JORNAL MILÊNIO VIP - Indo e Vindo

Colunistas - Rosinha Matuck

Indo e Vindo

Publicado na edição 135 de Novembro de 2013

Dia nublado, chuvinha miúda, senti uma necessidade enorme de passear por Magé.  O dia, realmente não sei explicar, era convidativo e lá fui eu. Rodei pela cidade inteira! Fui à rodoviária - quantos novos comércios!  - me espantei, mas tudo estava tão limpinho que curti o visual. Como sem destino, viajei pela cidade. Tudo me pereceu nostálgico. Pensei que talvez fosse o tempo, a chuva... Estava tudo muito agradável.

Fui ao Beco da Palha, olhei, olhei, e vi os fundos da minha antiga casa. Não reconheci a fachada, mas o clima era muito familiar, pois durante anos tomei conta, da minha sacadinha, da clinica da amiga Isaura. Quando o alarme gritava, para mim era uma festa: eu corria e ligava para ela. Tinha até uma chave!

Mas o que mais me atraía era voltar à Dr. Siqueira. Desde que me mudei, nunca mais pude curtir a minha rua Dr. Siqueira, onde vivi por mais de 60 anos. Estava tudo ali pertinho. Estava diferente, olhei muito e parei. Percebi que eram poucos os carros que passavam (o que amei, pois por duas vezes fui atropelada ali por bicicletas, que também eram poucas) e eu tinha a visão nítida da rua, sem atropelos. Afinal já sou considerada idosa pelas leis dos homens...

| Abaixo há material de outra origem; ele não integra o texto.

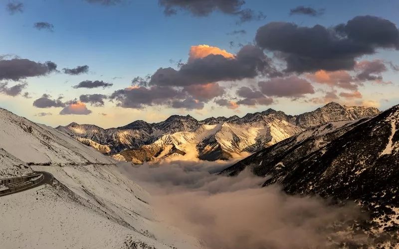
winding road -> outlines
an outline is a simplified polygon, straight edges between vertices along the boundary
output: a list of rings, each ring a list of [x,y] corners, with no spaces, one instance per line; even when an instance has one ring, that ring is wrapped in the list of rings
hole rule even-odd
[[[37,174],[42,174],[43,176],[43,179],[40,181],[40,182],[35,183],[34,184],[27,186],[26,188],[23,188],[20,189],[18,189],[17,190],[15,190],[14,191],[12,191],[8,193],[5,193],[3,194],[0,193],[0,197],[2,196],[4,196],[6,195],[11,195],[12,194],[15,194],[15,193],[19,193],[20,192],[24,191],[25,190],[27,190],[28,189],[31,189],[33,188],[35,188],[36,187],[38,187],[39,186],[41,186],[42,185],[49,184],[50,185],[52,184],[53,180],[54,180],[54,177],[53,175],[45,171],[34,171],[35,173]],[[17,178],[18,177],[14,177],[13,179]],[[4,179],[1,179],[4,180]]]

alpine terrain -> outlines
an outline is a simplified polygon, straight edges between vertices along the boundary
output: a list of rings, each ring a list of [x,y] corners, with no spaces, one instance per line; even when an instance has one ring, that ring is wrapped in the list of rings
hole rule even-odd
[[[399,106],[374,118],[330,122],[262,149],[221,173],[235,175],[248,168],[267,176],[263,186],[278,183],[290,194],[354,200],[371,215],[362,228],[382,248],[397,248],[398,127]]]
[[[70,136],[0,109],[0,148],[1,191],[21,186],[8,183],[15,177],[53,176],[0,197],[2,248],[200,248],[157,221],[149,194],[115,160]]]
[[[175,157],[213,161],[242,158],[326,122],[356,120],[379,113],[374,108],[332,102],[296,116],[268,109],[242,118],[199,121],[190,116],[175,115],[159,123],[138,121],[106,129],[76,123],[56,128],[121,161],[140,164]]]

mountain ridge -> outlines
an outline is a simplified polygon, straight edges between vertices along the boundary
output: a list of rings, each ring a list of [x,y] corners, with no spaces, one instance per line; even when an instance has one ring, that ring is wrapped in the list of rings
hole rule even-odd
[[[160,159],[161,154],[163,157],[184,155],[189,150],[183,149],[182,144],[184,143],[189,145],[190,149],[198,151],[195,157],[214,160],[247,155],[303,129],[327,122],[359,119],[379,113],[380,111],[375,108],[346,107],[333,102],[297,116],[269,109],[248,113],[242,118],[235,115],[198,121],[190,115],[172,115],[158,123],[140,120],[118,128],[103,129],[96,125],[72,123],[56,128],[119,160],[125,158],[124,160],[135,161],[135,157],[137,162],[143,163]],[[203,125],[224,124],[226,124],[217,126],[218,131],[210,136],[204,133],[199,134],[204,132],[204,129],[215,128]],[[182,132],[193,132],[189,135],[191,140],[178,137],[188,135],[179,133]],[[165,135],[172,135],[174,138],[163,138]]]

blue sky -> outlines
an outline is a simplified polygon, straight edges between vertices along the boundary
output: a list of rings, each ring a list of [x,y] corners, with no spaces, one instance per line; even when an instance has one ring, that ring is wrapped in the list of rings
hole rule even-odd
[[[78,76],[52,73],[26,78],[23,80],[28,84],[25,90],[30,93],[30,99],[0,94],[0,107],[53,126],[76,121],[110,127],[123,125],[136,119],[159,121],[173,114],[190,114],[201,119],[210,116],[243,115],[247,112],[269,108],[293,114],[310,111],[322,104],[307,102],[304,99],[283,98],[276,98],[275,103],[269,106],[245,106],[233,110],[215,106],[212,101],[209,101],[202,109],[185,110],[162,105],[141,109],[124,108],[116,106],[115,102],[107,102],[104,107],[88,105],[87,108],[93,110],[90,115],[60,116],[58,114],[59,108],[43,110],[34,107],[32,103],[44,93],[54,98],[62,94],[65,101],[78,98],[81,94],[111,94],[114,91],[130,86],[131,80],[136,76],[152,74],[160,67],[175,67],[170,60],[177,61],[182,59],[186,62],[190,48],[194,45],[207,44],[235,54],[240,48],[237,46],[230,47],[230,41],[236,44],[253,42],[258,28],[272,21],[293,22],[305,26],[319,24],[331,27],[345,23],[356,16],[371,15],[399,23],[397,14],[399,2],[388,0],[384,1],[383,3],[370,0],[353,0],[350,3],[344,0],[300,2],[297,0],[247,0],[243,7],[261,11],[266,17],[263,20],[239,25],[236,23],[237,16],[217,10],[204,17],[194,16],[188,11],[179,11],[175,15],[167,16],[157,0],[132,0],[112,6],[90,3],[84,0],[18,1],[23,3],[23,11],[10,14],[5,5],[15,1],[0,0],[3,5],[0,7],[0,54],[10,54],[35,62],[53,61],[57,64],[58,70],[78,65],[89,66],[88,73]],[[316,17],[289,15],[290,9],[298,5],[325,10],[324,14]],[[33,23],[39,21],[53,24],[53,32],[34,28]],[[245,30],[246,34],[227,34],[241,29]],[[379,50],[378,53],[363,58],[381,59],[399,64],[396,51]],[[395,73],[390,70],[384,73],[384,80],[393,83],[389,86],[368,83],[367,87],[360,87],[363,100],[378,103],[381,109],[398,104],[399,100],[394,94],[398,90]],[[114,85],[105,89],[75,89],[71,87],[87,80],[103,80]],[[16,83],[8,83],[12,86]],[[256,86],[252,79],[233,83],[220,84],[228,91],[237,84]],[[317,85],[315,87],[322,89],[324,86]],[[376,97],[376,92],[382,97]],[[317,94],[320,94],[316,91],[315,96]],[[307,98],[310,99],[311,96]],[[337,100],[340,101],[343,104],[347,104],[346,101],[348,104],[352,104],[347,100]],[[52,115],[37,116],[41,112]],[[104,116],[100,113],[107,115]]]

Algo muito forte me detinha ali, em frente à nova Loja Objetiva.  Claro, ali vivi muitos anos...  Recostei-me no poste e deixei a memória entrar... Onde havia a porta que dava acesso â minha casa, uma nova parede. Nem percebi, nos meus devaneios. Entrei e fui direto para o meu quarto, que eu tanto amava. Minha cama, meu ar, as paredes azuis, a poltrona verde onde meus cachorros dormiam, sempre ao meu lado.  

Depois de horas ali, fui até a sala do computador que, num dia longínquo, fora o quarto onde meu pai, o primeiro fotógrafo de Magé e que, segundo José João, lhe ensinou essa arte centenária, revelava seus retratos. Sentei numa das cadeiras e lá passei outras tantas horas. Não via ninguém do lado de fora e nem percebia se alguém me observava.

Segui adiante e fui até a cozinha, ao banheiro.  Sentei em minha sala grande de trabalho e segui para o quintal. Subi as escadinhas que davam para o quarto do meu irmão e, como sempre fazia, conversei com a goiabeira, que nos meus sonhos estava lá.

Nesse momento uma lágrima caiu do meu rosto, como agora. Tudo tinha passado e só a saudade era real. Alguém esbarrou em mim e, ainda com lágrimas nos olhos, acordei e continuei caminhando para minha nova casa, com a certeza de que tudo que lá vivi está estratificado, carimbado, documentado, com a assinatura de Deus em meu coração. E que jamais esquecerei!